In the middle of the great 1860s drought, Goyder was sent out again to the northern areas. His task this time was to ‘lay down as nearly as practicable, the line of demarcation between the portion of the state where rainfall has extended and where the drought prevails’ (quoted in Mincham 1983:111).
At first, people who wanted land north of Melrose saw Goyder’s Line as a nuisance. Many believed that rain followed the plough.
Their pressure led to more pastoral land being resumed by the government and surveyed into smaller blocks for farmers.

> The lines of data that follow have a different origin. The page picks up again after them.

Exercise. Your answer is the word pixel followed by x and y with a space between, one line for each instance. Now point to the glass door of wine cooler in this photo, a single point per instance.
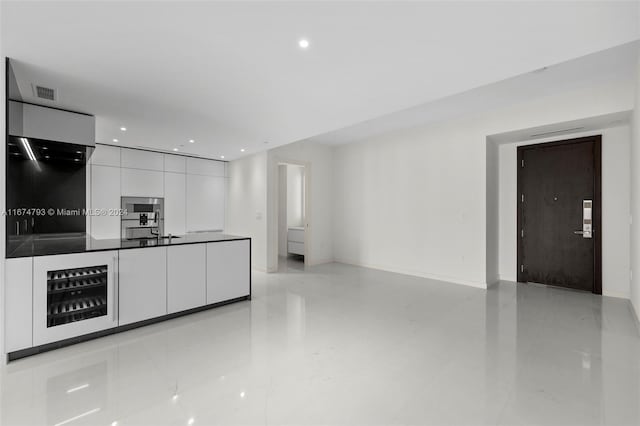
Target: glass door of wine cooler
pixel 74 294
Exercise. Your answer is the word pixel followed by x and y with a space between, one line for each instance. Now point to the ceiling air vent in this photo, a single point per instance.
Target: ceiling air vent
pixel 44 92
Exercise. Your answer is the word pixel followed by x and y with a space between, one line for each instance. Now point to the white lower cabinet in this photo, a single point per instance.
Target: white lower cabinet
pixel 18 304
pixel 186 277
pixel 142 284
pixel 228 270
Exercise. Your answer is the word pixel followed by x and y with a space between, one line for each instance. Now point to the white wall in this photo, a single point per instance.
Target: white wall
pixel 493 213
pixel 282 210
pixel 615 208
pixel 414 201
pixel 635 198
pixel 247 204
pixel 295 198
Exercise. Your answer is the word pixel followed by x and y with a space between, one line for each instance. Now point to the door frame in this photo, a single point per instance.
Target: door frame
pixel 272 244
pixel 597 203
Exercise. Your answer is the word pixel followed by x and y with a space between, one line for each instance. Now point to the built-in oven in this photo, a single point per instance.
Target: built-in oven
pixel 143 217
pixel 73 295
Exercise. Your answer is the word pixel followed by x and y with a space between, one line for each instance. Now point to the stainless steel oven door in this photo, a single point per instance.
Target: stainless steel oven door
pixel 65 301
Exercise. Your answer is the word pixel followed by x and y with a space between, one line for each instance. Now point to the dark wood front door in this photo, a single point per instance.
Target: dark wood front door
pixel 554 181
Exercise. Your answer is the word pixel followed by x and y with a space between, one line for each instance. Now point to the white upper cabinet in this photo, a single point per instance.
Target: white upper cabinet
pixel 205 203
pixel 140 159
pixel 200 166
pixel 105 194
pixel 175 163
pixel 105 155
pixel 142 183
pixel 175 203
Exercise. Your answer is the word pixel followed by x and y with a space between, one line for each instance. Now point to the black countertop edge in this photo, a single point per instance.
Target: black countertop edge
pixel 21 253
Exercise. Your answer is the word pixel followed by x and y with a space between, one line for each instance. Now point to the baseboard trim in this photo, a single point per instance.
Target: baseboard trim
pixel 421 274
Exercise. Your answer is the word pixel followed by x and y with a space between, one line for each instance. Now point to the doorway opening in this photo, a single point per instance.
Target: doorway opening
pixel 559 214
pixel 292 217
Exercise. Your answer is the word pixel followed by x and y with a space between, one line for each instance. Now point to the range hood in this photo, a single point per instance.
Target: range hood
pixel 51 124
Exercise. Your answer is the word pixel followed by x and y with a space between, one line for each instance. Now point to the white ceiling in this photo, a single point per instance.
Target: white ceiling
pixel 616 63
pixel 230 74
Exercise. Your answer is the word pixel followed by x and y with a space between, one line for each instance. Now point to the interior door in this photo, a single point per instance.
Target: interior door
pixel 559 214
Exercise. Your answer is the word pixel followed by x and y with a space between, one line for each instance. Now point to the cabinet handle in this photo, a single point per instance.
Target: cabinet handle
pixel 114 316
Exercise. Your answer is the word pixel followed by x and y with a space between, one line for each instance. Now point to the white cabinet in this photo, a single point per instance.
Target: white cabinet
pixel 295 240
pixel 140 159
pixel 200 166
pixel 228 270
pixel 47 269
pixel 186 277
pixel 142 284
pixel 205 203
pixel 105 194
pixel 105 155
pixel 174 203
pixel 175 163
pixel 142 183
pixel 18 304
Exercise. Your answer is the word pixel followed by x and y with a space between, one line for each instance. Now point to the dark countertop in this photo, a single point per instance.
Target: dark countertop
pixel 50 244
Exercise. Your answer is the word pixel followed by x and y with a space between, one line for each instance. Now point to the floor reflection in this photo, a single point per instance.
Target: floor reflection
pixel 337 344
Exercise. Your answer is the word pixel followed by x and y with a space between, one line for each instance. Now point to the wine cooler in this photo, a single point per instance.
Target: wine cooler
pixel 74 294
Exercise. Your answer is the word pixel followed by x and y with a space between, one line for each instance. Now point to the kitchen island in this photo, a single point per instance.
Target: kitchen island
pixel 67 288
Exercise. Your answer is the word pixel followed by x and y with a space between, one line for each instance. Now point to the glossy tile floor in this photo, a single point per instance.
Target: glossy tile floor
pixel 338 344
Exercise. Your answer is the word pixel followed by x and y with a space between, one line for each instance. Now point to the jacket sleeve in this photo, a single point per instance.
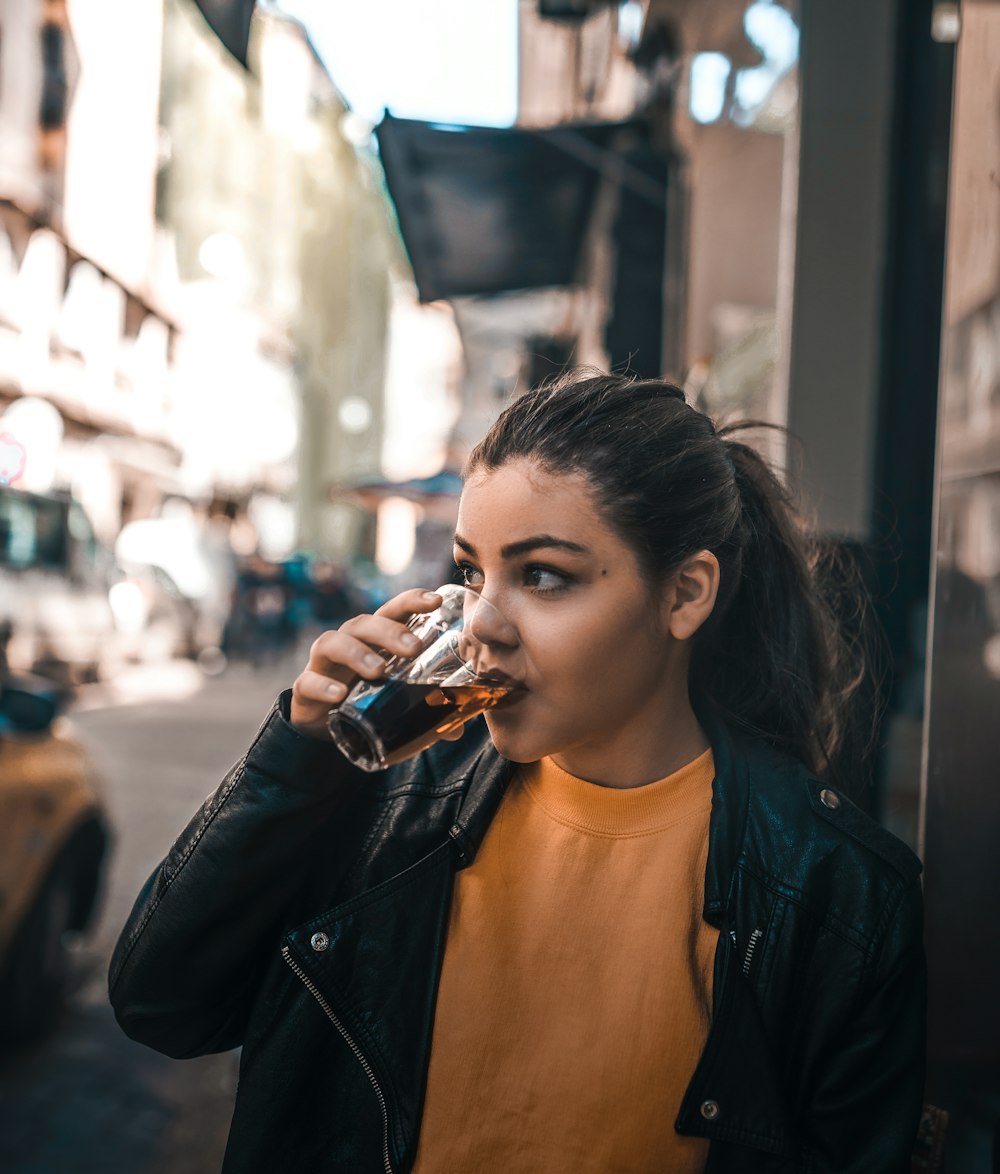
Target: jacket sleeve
pixel 865 1108
pixel 187 964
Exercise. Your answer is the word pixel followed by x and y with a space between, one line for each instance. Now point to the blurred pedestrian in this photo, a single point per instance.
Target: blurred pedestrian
pixel 630 921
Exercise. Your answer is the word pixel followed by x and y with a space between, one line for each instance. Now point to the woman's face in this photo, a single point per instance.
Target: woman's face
pixel 588 635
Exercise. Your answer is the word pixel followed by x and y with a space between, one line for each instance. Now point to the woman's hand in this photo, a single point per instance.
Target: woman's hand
pixel 338 658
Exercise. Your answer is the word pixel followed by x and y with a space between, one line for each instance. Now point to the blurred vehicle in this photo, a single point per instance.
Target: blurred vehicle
pixel 55 615
pixel 53 843
pixel 155 620
pixel 188 569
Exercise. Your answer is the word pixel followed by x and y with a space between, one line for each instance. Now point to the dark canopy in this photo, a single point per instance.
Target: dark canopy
pixel 486 210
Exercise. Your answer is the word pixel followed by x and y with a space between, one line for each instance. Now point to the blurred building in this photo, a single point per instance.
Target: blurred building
pixel 279 221
pixel 87 344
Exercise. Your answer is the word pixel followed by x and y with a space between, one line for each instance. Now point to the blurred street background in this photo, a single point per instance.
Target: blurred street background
pixel 268 270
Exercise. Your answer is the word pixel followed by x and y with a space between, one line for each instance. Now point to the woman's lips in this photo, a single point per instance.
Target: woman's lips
pixel 511 699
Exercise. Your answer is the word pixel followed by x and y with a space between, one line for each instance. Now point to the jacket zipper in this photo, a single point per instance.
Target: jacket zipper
pixel 751 945
pixel 329 1012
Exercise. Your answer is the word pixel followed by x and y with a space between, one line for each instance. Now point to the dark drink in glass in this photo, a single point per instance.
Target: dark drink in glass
pixel 397 719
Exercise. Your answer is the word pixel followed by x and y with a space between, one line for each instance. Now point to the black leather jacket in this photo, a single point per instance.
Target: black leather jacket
pixel 303 912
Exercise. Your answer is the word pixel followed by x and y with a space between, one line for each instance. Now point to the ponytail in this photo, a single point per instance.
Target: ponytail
pixel 779 656
pixel 774 658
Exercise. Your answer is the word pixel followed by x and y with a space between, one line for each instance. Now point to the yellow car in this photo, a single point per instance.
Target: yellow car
pixel 53 842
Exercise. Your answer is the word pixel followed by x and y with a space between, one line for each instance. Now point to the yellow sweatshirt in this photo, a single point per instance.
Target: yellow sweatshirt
pixel 575 994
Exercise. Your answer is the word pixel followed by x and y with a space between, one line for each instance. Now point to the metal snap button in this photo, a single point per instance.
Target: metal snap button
pixel 710 1110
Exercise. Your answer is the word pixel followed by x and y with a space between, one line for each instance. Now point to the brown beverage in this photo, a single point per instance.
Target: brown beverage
pixel 398 719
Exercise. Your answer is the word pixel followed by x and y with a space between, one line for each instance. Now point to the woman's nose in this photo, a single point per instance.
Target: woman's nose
pixel 491 627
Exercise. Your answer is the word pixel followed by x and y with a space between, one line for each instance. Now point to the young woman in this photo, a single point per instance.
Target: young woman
pixel 630 922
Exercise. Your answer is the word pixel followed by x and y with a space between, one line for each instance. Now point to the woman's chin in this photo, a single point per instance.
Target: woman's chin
pixel 512 740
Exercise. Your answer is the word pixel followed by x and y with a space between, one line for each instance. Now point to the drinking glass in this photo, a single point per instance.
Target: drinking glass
pixel 421 697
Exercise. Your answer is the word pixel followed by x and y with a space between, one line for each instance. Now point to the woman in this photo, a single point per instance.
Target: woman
pixel 630 922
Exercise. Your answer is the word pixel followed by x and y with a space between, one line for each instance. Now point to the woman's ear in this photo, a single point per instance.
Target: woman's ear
pixel 693 593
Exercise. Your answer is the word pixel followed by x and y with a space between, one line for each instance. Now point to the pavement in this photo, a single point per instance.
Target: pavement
pixel 86 1099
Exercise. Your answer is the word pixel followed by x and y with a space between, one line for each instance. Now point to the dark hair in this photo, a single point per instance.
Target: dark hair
pixel 774 658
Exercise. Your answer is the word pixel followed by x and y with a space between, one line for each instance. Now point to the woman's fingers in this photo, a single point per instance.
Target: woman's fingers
pixel 355 649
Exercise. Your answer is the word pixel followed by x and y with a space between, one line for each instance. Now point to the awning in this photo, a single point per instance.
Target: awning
pixel 487 210
pixel 230 22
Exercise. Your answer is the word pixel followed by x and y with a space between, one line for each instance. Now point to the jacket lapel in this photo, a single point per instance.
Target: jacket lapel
pixel 375 960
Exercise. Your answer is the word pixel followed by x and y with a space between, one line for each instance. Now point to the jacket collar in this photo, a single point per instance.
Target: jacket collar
pixel 491 775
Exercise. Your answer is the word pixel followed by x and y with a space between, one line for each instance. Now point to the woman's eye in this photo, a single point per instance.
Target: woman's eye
pixel 470 575
pixel 546 579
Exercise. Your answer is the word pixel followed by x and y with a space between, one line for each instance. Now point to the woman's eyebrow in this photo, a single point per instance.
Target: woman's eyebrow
pixel 538 541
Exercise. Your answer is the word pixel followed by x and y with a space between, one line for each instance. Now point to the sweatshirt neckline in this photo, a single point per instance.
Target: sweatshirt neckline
pixel 621 812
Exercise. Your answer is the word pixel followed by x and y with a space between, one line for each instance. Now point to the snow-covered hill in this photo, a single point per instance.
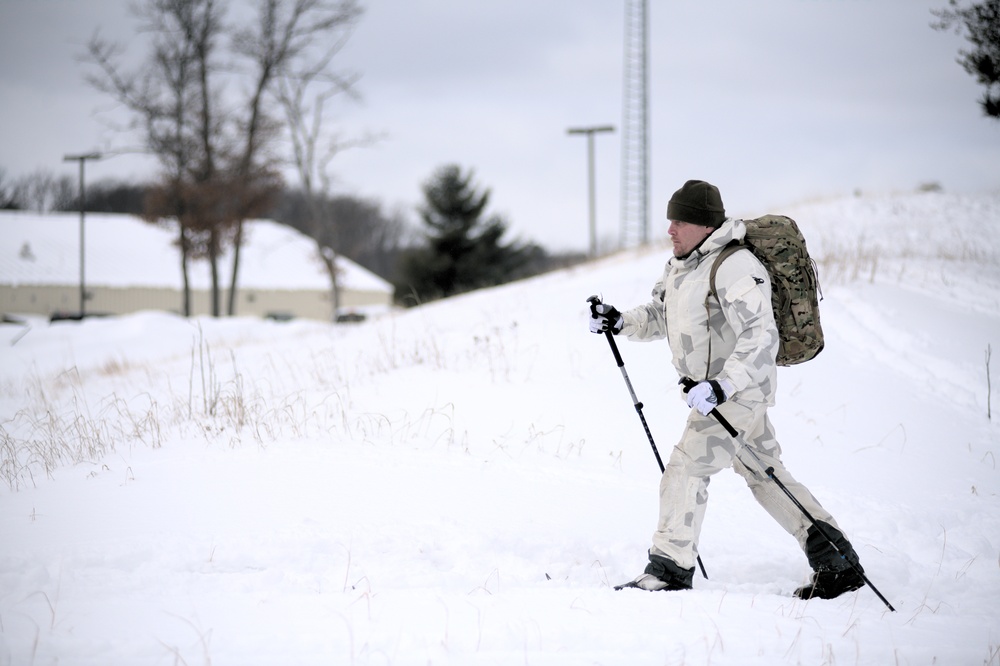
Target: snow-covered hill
pixel 464 482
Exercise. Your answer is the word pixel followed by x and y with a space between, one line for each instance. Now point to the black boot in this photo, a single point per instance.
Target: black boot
pixel 661 573
pixel 837 570
pixel 830 584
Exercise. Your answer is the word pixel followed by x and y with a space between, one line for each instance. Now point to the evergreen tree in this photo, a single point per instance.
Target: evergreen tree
pixel 981 22
pixel 462 250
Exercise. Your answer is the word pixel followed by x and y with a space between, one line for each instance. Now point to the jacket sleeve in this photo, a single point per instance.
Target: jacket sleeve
pixel 646 322
pixel 744 290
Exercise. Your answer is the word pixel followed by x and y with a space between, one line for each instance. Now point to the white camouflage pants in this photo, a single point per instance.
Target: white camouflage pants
pixel 706 448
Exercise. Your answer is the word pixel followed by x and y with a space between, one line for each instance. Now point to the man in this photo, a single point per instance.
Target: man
pixel 724 349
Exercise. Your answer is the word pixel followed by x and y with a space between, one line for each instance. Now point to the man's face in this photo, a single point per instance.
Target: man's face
pixel 686 236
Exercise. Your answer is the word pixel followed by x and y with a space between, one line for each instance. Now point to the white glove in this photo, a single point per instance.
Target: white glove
pixel 705 398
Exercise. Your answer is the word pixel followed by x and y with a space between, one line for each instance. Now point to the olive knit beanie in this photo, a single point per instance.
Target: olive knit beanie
pixel 697 202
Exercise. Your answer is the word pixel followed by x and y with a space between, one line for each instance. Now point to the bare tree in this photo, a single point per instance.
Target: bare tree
pixel 305 86
pixel 283 38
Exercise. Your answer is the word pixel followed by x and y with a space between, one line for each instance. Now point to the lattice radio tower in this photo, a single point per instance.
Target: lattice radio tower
pixel 635 127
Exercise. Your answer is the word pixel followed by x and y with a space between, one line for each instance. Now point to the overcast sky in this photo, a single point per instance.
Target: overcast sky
pixel 774 101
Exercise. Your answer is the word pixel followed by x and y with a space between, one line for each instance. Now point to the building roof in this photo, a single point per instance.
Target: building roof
pixel 123 251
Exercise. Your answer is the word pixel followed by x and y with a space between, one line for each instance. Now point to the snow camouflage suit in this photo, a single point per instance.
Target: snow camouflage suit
pixel 739 332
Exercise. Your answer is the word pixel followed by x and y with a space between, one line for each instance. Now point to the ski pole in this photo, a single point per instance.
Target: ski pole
pixel 594 302
pixel 769 473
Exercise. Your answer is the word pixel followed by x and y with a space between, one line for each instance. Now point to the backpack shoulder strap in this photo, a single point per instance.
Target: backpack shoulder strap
pixel 731 248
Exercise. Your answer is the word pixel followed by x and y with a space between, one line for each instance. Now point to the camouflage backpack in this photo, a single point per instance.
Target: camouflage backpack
pixel 780 246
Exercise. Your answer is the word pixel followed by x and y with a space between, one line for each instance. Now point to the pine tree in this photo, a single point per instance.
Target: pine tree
pixel 463 250
pixel 981 22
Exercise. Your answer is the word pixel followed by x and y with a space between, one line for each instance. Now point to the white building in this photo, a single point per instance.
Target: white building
pixel 132 265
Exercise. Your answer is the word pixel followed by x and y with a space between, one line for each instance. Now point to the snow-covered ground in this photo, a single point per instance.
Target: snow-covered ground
pixel 464 483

As the wheat farms pushed north in the 1870s, new land was surveyed into neat rectangles, called Hundreds. The size of Hundreds varied. Within the Hundreds, the shape of sections varied according to the best routes for travel, and therefore with terrain.
Surveyors choosing sites for towns had to consider ‘convenience for water, stone, drainage, communication with the metropolis and access to the seaboard’ (Mincham 1980:40).
Although Goyder had recommended against farming north of his Line, he now had to organise surveys to cut up the pastoral lease land for agricultural settlement.
In the late 1870s, Goyder’s surveyors were instructed to lay out a continuous stock route 400 metres wide, so that stock could be moved north and south through the lands that would soon be fenced. Cradock and Chapmanton townships were laid out within this route. You can see the surveyed stock route on the western side of the Cradock- Orroroo Road.
Mincham, Hans 1980. Hawker … Hub of the Flinders. Hawker Centenary Committee. Adelaide.
Mincham, Hans 1983. The Story of the Flinders Ranges. (3rd ed). Adelaide, Rigby.